Frequently Asked Questions
Is it waterproof?
No, it’s not waterproof.
Because it’s made of recycled plastic, you will have to keep your mini-composter away from water. It should be kept away from the sink, dishwasher, and washing machine; don’t put it near the shower or bathtub.
Should I add soil to the bottom?
It’s not necessary to add soil to the bottom of your composter, but if you want to (or happen to have some on hand), there are a few things that it can do for you. The first is that it will keep your compost moist by allowing water to drain through. If you don’t add anything at all, then once things start heating up in there and moisture builds up at the bottom of your composter bag, it won’t be able to get out as easily and could lead to mold growth or even rot!
How often should I rotate my composter?
When you first start, it’s a good idea to rotate the composter every week. After a month or so, you can begin to reduce this frequency until you’re rotating it once a month or less frequently.
The best strategy is to rotate your compost on a schedule that works for your lifestyle and allows the decomposition process time enough to take place. Some people prefer rotating their compost once every three months while others will go six months between rotations; there isn’t a right answer here!
Do I have to water it?
Composting is a natural process that doesn’t need to be watered. It does, however, require some moisture to keep the composting material from drying out completely and becoming bone-dry.

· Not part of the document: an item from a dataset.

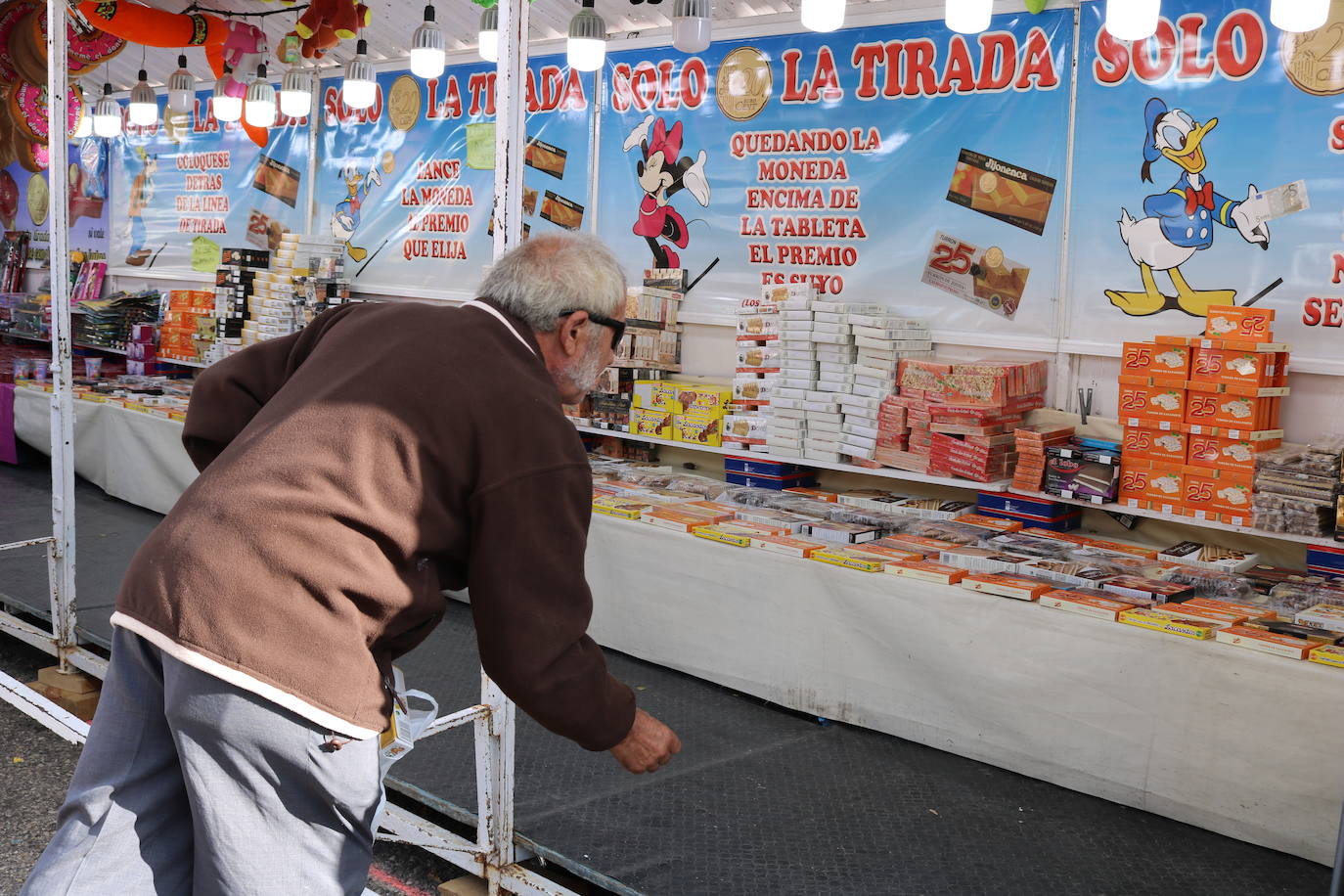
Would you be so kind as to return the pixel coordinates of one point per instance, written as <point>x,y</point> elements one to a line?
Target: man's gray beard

If you are worried about not watering your mini composter enough, try adding a little water to the bottom of it every few weeks or so. This can be done by placing a cup with an inch or two of water in it at the bottom of your mini composter – this will help keep everything moist and happy!
How long does it take to make compost?
The good news is that it’s not a scientific process. It all depends on what you put in there, how often you turn it and how much air gets in. I like to use my compost as fertilizer for my plants so it needs to be ready within six months of making it.
I’ve been told by experts that regular kitchen scraps can take anywhere from two weeks to six months to decompose depending on the ingredients and how often you flip over the contents of your mini composter.
So, now you know all the amazing things that can be composted in a mini composter. Now, what are you waiting for? Go get yourself one of these fantastic mini composters and get started!